In this study, we first evaluated that all of the studies included were randomized controlled trials (RCTs). Second, the number of patients in the present meta-analysis is larger than before, so the conclusion is more convincing.

We have reviewed the article titled, “Three initial diets for management of mild acute pancreatitis: a meta‐analysis”,1 which strongly attracted our interest. This meta‐analysis indicated that the non‐liquid, soft, solid diets did not increase pain recurrence after re‐feeding when compared with the clear‐liquid diet. The non‐liquid diets could reduce the length of hospitalization. While these results differ greatly from the common clinical practice, the time and method of resumption of feeding after mild acute pancreatitis (MAP) is based upon resolution of the signs and symptoms of acute pancreatitis, and patients are typically placed on a clear liquid diet. If the diet is tolerated (such as no recurrence of pain or vomiting), the diets of patients are extended to full liquids or low‐fat solids. The previous meta‐analysis included three papers,2, 3, 4 considering unclear subgroups, significant heterogeneity, a small sample size, and a confusing conclusion. We performed a renewed meta‐analysis to take the non‐liquid as the initial meal in MAP included in the latest paper.5

We identified all randomized controlled trials (RCTs) concerning the diets for managing MAP by searching the PubMed/Medicine, Embase, Cochrane Central Register of Controlled Trials (CENTRAL) databases up to February 2017; data were analyzed using Stata12.0 (StataCorp, College Station, TX, USA) and pooled for summary estimates. We expressed results of dichotomous outcomes as relative risk (RR) and mean difference (MD) with 95% CIs for continuous outcomes. Heterogeneity assessment was performed using the I 2 index and chi‐square test. We used a randomized‐effect model for calculations of summary estimates. The primary outcome was the post‐re‐feeding length of hospitalization (PRLOH) and the secondary outcomes were recurrence of pain and total length of hospitalization (TLOH).

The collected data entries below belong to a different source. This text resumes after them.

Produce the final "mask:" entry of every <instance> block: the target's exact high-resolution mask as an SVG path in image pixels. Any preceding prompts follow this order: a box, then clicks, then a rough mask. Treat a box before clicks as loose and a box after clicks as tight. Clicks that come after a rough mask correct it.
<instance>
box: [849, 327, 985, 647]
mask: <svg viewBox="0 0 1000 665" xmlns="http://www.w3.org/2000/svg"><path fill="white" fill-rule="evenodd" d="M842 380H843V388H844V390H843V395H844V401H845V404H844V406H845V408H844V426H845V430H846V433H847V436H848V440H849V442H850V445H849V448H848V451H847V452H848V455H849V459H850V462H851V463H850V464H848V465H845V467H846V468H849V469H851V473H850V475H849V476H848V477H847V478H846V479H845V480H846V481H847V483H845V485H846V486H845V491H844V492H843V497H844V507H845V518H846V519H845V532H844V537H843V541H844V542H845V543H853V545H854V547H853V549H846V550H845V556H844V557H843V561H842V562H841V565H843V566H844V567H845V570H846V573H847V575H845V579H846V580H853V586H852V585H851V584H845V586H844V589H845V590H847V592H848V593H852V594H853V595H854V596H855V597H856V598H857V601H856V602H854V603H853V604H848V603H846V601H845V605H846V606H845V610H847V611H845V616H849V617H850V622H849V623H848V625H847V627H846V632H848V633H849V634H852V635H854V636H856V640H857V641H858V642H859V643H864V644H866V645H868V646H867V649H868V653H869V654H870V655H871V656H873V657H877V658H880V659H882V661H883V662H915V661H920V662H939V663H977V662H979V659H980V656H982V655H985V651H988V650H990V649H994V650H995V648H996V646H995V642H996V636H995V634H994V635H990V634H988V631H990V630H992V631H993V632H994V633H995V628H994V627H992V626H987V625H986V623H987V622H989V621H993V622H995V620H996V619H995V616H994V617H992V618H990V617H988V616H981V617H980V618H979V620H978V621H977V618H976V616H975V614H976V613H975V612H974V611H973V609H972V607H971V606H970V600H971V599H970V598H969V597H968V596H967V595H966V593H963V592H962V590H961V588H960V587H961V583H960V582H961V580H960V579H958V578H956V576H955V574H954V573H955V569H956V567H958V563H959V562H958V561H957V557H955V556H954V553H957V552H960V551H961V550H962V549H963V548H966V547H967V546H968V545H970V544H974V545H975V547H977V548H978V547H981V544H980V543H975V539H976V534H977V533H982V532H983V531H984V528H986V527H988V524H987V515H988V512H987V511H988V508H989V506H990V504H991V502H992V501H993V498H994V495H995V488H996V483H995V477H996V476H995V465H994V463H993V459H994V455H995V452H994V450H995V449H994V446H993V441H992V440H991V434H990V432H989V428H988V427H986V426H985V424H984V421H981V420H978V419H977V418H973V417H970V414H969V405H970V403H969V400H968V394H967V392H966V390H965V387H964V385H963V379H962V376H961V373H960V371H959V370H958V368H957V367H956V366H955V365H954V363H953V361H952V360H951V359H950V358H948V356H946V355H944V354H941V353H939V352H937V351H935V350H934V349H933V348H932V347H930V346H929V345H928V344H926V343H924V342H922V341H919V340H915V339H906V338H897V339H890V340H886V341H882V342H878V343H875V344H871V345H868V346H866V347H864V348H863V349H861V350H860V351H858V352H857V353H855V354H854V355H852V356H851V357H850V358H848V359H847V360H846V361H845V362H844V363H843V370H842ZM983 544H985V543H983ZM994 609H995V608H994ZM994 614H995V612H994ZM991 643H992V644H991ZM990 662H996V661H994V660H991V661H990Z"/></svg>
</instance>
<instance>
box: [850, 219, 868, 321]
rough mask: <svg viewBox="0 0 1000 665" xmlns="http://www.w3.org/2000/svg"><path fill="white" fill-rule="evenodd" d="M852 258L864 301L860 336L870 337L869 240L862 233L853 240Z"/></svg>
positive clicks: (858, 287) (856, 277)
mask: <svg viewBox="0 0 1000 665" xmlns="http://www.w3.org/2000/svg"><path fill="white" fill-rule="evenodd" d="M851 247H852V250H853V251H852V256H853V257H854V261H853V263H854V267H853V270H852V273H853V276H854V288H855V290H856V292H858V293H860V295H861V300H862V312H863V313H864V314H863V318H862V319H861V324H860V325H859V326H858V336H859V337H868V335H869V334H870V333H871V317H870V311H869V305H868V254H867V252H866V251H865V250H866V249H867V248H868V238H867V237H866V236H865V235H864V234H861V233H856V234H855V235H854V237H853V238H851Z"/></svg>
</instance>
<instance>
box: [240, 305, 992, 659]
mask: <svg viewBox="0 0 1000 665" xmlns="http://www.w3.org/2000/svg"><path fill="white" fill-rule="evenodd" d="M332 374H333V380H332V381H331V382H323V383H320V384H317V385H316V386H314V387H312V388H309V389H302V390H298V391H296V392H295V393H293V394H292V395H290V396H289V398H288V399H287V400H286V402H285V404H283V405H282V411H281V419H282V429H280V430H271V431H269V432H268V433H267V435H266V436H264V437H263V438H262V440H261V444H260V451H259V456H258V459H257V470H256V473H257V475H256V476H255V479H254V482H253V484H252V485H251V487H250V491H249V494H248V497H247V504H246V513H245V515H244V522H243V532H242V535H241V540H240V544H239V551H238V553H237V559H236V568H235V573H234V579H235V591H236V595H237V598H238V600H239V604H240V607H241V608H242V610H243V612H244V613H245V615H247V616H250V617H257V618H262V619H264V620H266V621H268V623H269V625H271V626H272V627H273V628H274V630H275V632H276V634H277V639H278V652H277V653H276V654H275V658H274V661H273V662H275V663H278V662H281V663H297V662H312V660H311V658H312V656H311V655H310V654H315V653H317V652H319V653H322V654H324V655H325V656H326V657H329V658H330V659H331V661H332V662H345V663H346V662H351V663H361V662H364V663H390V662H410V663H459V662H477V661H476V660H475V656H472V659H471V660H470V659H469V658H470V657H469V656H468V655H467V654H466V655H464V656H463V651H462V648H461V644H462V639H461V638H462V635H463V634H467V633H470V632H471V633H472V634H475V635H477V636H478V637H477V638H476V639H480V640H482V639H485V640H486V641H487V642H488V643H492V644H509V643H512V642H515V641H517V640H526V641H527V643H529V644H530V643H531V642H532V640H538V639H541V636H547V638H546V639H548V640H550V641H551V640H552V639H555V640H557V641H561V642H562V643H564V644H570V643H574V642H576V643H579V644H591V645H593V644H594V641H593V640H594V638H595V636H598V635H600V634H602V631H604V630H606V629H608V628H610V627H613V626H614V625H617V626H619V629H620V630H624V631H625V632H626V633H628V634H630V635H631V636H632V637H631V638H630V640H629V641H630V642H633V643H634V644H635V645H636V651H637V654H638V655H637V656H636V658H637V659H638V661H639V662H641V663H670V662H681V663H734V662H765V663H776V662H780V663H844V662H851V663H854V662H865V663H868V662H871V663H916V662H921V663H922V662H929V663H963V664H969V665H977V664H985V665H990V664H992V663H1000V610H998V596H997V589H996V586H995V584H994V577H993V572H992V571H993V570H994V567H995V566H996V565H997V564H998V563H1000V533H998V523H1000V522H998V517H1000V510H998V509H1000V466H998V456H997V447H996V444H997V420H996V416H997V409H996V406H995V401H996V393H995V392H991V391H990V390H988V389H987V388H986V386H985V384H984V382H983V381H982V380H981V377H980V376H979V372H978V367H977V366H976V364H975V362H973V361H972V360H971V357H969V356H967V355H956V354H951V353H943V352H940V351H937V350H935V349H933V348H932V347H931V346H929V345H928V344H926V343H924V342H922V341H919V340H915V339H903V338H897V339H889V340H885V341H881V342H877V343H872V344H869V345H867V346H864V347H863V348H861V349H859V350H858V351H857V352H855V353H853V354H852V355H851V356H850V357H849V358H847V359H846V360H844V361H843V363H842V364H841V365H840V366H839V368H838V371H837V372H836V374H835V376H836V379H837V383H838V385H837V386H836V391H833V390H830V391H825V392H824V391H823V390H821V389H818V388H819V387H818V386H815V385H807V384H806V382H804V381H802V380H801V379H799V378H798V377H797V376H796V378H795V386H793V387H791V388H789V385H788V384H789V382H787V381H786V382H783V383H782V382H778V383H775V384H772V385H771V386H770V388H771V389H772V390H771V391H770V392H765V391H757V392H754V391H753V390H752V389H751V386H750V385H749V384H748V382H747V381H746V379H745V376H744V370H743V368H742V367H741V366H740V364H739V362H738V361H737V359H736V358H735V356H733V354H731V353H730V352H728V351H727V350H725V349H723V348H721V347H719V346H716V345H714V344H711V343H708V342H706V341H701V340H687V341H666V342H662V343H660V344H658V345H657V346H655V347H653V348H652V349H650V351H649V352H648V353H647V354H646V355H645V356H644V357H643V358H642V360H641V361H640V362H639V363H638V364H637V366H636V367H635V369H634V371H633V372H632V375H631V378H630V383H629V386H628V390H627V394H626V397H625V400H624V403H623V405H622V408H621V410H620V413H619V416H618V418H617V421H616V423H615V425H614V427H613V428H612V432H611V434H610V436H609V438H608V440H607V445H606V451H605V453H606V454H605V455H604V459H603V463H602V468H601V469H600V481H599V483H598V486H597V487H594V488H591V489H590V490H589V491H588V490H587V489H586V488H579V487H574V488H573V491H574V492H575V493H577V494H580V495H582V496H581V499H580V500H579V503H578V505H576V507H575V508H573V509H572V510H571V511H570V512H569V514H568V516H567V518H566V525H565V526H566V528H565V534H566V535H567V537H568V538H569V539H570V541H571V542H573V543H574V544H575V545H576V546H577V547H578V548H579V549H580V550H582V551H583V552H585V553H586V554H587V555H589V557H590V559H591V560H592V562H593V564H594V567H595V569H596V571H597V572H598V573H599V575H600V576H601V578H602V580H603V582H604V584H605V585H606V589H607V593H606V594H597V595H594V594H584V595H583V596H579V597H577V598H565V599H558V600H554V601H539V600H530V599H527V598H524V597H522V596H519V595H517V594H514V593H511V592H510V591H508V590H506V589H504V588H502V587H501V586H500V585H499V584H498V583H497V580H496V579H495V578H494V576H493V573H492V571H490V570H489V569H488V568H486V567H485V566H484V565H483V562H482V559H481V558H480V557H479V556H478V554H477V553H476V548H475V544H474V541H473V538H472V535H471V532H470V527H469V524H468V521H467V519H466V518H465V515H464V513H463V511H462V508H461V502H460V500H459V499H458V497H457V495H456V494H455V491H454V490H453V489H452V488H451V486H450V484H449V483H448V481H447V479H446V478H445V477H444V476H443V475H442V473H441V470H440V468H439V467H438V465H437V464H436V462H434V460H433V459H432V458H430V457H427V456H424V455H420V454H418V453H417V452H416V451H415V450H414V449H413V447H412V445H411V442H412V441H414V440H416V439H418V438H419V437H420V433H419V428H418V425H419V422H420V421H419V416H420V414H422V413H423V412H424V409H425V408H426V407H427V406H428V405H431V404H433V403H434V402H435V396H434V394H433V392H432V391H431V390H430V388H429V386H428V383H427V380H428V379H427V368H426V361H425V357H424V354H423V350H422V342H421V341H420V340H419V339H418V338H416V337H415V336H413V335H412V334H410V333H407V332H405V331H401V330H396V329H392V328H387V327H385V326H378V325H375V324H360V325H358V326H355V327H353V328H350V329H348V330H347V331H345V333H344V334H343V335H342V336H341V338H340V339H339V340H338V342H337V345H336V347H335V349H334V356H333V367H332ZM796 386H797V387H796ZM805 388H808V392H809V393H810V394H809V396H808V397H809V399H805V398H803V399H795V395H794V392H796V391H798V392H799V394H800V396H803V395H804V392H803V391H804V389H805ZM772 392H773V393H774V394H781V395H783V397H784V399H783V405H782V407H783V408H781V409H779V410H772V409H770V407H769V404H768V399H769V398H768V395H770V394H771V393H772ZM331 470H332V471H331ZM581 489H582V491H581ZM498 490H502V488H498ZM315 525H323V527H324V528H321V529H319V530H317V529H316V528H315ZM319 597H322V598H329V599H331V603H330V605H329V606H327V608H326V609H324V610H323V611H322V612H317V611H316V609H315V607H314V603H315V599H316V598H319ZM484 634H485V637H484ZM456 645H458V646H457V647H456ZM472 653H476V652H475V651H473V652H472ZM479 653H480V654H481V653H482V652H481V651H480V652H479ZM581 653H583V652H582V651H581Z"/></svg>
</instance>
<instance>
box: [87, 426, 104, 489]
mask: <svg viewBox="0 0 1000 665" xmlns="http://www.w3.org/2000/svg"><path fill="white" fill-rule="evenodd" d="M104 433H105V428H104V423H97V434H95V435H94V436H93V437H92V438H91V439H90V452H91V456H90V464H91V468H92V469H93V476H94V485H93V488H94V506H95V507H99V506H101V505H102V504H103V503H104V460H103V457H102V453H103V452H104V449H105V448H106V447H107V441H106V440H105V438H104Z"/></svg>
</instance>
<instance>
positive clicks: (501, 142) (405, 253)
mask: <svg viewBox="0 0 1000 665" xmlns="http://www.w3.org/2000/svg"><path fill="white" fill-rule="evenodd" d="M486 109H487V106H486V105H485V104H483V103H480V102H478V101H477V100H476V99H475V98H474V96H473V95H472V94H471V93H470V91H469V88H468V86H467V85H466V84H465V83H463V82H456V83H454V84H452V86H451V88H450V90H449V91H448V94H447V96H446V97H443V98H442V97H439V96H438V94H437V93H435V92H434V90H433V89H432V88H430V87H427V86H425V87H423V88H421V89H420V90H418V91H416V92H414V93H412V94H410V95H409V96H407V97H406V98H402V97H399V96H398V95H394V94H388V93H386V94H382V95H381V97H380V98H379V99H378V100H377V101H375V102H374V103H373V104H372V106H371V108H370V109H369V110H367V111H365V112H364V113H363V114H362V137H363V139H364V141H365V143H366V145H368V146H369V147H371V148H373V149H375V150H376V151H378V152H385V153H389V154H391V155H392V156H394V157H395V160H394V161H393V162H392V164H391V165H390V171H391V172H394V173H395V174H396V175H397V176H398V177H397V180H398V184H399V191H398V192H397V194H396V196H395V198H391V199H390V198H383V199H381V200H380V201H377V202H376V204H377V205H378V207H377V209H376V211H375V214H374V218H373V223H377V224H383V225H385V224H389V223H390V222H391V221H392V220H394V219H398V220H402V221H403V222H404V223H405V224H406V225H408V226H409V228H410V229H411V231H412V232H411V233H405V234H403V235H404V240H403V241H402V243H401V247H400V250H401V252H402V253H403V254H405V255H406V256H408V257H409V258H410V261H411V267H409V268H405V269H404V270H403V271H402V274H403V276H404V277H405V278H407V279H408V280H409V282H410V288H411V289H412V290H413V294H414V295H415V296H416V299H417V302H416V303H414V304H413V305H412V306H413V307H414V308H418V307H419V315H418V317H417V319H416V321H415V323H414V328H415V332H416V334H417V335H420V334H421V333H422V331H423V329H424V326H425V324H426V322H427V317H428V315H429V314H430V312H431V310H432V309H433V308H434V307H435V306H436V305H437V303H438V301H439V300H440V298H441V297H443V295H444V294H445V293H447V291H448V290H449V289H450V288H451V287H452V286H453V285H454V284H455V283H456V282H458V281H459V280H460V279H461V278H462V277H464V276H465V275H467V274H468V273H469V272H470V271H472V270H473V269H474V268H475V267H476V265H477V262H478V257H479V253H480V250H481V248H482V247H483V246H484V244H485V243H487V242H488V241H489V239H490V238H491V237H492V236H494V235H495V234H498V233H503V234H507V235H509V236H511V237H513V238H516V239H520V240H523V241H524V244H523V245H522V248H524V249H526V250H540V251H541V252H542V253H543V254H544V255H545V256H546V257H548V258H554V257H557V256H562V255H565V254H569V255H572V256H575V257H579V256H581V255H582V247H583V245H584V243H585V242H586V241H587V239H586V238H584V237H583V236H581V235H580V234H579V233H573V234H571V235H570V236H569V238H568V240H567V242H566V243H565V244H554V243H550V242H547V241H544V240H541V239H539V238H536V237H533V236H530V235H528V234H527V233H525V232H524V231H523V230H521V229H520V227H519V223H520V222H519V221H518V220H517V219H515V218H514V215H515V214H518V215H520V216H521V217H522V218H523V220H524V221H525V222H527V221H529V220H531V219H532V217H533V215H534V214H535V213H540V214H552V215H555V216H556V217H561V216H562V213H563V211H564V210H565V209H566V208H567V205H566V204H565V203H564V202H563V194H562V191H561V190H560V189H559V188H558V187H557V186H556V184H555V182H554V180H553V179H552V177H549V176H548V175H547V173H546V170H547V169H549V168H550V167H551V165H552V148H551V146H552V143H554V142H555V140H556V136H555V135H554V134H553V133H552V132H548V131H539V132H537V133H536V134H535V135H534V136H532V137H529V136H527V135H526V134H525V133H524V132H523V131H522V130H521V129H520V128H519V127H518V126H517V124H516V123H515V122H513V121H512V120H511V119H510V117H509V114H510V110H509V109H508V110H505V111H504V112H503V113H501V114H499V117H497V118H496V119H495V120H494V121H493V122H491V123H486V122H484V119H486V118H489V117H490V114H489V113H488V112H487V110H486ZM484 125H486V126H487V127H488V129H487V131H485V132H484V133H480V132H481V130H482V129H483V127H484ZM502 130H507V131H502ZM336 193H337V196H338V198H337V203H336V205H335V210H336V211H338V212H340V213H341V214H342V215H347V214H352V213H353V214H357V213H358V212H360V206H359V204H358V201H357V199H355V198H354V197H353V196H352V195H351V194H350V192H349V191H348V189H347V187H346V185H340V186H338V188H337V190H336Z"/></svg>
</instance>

Four RCTs and 492 patients were included in this meta‐analysis. All papers had a Jadad scoring of 5 (Table 1), and non‐liquid diets significantly decreased the PRLOH and TLOH when compared to liquid diets (−0.76 [−1.33, −0.19], I 2 = 87.2%, P < 0.05; −0.70 [−1.27, −0.13], I 2 = 81.9%, P < 0.05) (Fig. 1). But the subgroup showed no difference in PRLOH and TLOH for soft diets compared to liquid diets (−0.12 [−1.38, 0.13], I 2 = 89.6%, P < 0.05; −0.63 [−1.35,−0.08], I 2 = 88.5%, P < 0.05). There was no difference in the recurrence of pain after re‐feeding, when comparing the non‐liquid diets with clear‐liquid diets (RR = 1.09 [0.70, 1.70] I 2 = 0, P = 0.804].

Table 1

Results on length of hospitalization, TLOH, and recurrence of pain

Type	Moraes et al.2			Jacobson et al.3		Sathiaraj et al.4		Rajkumar et al.5
	Solid	Soft	Liquid	Solid	Liquid	Soft	Liquid	Soft	Liquid
Number	70	70	70	55	66	49	52	30	30
PRLOH (days)	5.8 ± 1.1	7.4 ± 1.5	7.3 ± 1.6	1.71 ± 2.04	1.68 ± 1.85	4.18 ± 2.86	6.75 ± 3.37	4.23 ± 2.08	6.91 ± 2.43
TLOH (days)	7.5 ± 3.5	8.2 ± 2.4	8.2 ± 2.6	4 (3–6)	4 (3–5)	5.92 ± 2.978	8.71 ± 4.995	1.96 ± 1.63	4.10 ± 1.64
Recurrence of pain (n)	15	12	14	6	4	4	3	6	6

PRLOH, post‐re‐feeding length of hospitalization; TLOH, total length of hospitalization.

Figure 1

Outcomes in non‐liquid diet versus liquid diet with length of hospitalization and total length of hospitalization.

The results of the renewed meta‐analysis were similar to the former, as this result subverts our traditional diets.6, 7, 8 Some people believe that eating too early can increase the burden on the pancreas and worsen the symptoms.9, 10 Because the sample size was larger than before, these data are also useful. Before the non‐liquid diets can be recommended as the preferred re‐feeding treatment option for MAP, some aspects need to be considered. First, the types and dosages of no‐liquid diets used in trials have been varied and it is currently unclear which specific species, strain, dose, and regimens are the most efficient, meanwhile these different diets may be the major causes of significant heterogeneity. Second, once treatments with no‐liquid diets are initiated, the duration and end point of treatment remain unclear. Third, the pathophysiological mechanisms of the aforementioned results are unclear.

Future research should focus on these aspects to better elucidate how diets best fit into the treatment algorithm for MAP.